En termes de performance, nous côtoyons un +16% aussi impressionnant qu’incroyable. Sur de tels niveaux, nous réaffirmons notre conviction exprimée dans la chronique de mardi dernier: nous sommes allés un peu trop loin, un peu trop vite. Et le constat est identique dans l’univers des spreads de crédit. Nous avouons être incapables de donner des estimations de performances attendues pour 2023 sur nos classes d’actifs car il faudra connaître les niveaux sur lesquels elles vont clôturer l’année le 31 décembre. Une (très) grande partie de nos expected returns 2023 a déjà été délivrée entre le 20 octobre et aujourd’hui. Alors sans correction sur les taux, notamment le 14 décembre à l’issue du FOMC, nous allons rester sur notre faim. Nos espoirs pour l’an prochain seront peut-être un peu douchés mais en contrepartie, les performances 2022 seront sans doute finalement (beaucoup?) moins catastrophiques. Ce qui est clair, c’est qu’à 3,5%, les taux longs US font beaucoup moins envie.

Bonus duration

Terminons par un petit point technique concernant la duration.
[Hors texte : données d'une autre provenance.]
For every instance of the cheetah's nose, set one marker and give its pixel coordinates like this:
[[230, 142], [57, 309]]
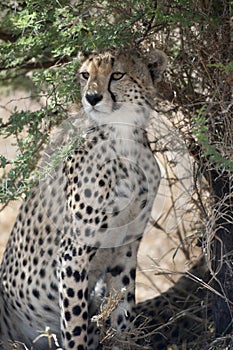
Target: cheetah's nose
[[93, 99]]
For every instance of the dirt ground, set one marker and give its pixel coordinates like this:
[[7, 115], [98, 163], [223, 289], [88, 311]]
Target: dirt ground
[[160, 260]]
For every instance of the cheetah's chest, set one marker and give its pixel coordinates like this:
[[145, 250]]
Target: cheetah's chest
[[113, 189]]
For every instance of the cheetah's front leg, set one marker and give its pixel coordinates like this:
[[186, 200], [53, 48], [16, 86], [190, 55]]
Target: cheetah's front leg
[[121, 278], [73, 293]]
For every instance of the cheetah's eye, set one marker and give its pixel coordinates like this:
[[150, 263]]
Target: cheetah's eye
[[85, 75], [117, 75]]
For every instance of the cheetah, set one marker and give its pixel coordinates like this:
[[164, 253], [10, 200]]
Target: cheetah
[[85, 219]]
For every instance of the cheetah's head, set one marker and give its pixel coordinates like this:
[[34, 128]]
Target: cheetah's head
[[119, 81]]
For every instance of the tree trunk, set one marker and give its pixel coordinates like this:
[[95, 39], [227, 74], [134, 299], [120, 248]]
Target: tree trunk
[[223, 254]]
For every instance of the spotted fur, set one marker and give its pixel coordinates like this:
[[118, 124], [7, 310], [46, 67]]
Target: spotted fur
[[85, 220]]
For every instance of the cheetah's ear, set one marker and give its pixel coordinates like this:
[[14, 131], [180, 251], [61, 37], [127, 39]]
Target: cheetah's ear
[[157, 63]]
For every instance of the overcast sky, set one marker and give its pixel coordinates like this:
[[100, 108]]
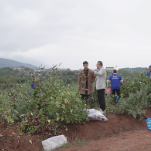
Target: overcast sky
[[117, 32]]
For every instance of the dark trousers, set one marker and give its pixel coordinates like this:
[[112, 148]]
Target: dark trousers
[[101, 98], [84, 96], [116, 91]]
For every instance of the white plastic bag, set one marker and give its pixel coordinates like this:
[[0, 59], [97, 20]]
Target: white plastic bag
[[54, 142], [95, 114]]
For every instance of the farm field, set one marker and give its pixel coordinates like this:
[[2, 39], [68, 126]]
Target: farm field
[[121, 132], [53, 107]]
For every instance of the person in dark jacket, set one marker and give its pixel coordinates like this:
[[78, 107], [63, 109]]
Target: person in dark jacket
[[148, 74], [85, 80], [115, 80]]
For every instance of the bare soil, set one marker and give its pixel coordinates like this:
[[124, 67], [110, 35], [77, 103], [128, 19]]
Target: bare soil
[[121, 132]]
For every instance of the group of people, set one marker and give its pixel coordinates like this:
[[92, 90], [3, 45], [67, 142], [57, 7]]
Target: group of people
[[88, 76]]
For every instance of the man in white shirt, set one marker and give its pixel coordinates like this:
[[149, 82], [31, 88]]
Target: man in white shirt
[[100, 84]]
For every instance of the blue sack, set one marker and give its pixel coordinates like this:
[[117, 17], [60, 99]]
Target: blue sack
[[117, 98], [148, 121]]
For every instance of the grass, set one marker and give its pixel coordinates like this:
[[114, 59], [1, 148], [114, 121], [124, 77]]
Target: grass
[[74, 142]]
La longue période de taux très faibles, proches de zéro, a eu pour conséquence des émissions d’emprunts du Trésor US à très faibles coupons (ne parlons pas des Bunds allemands zéro coupon). Ainsi, de nombreux Treasuries à 30 ans présentaient une duration supérieure à 20 et parfois proche de 23 pour les titres à coupons les plus faibles. Le dernier US Treasury à 30 ans, émis le 15 novembre dernier, est assorti d’un coupon de 4%. Par conséquent, sa duration (modified duration, à ne pas confondre avec la Macaulay duration) s’élève «seulement» à 17.8. A prendre en compte dans nos calculs d’estimations de performances 2023. Autres solution: acheter des T-Strips dont la duration est pratiquement identique à leur maturité. Par exemple, le nouveau 30 ans émis le 15 novembre (en même temps que le 4%) affiche une duration de 29,4. C’est plus facile à retenir et plus simple à calculer mais dans ce cas précis, mieux vaut être dans le bon sens sinon l’addition risque d’être salée!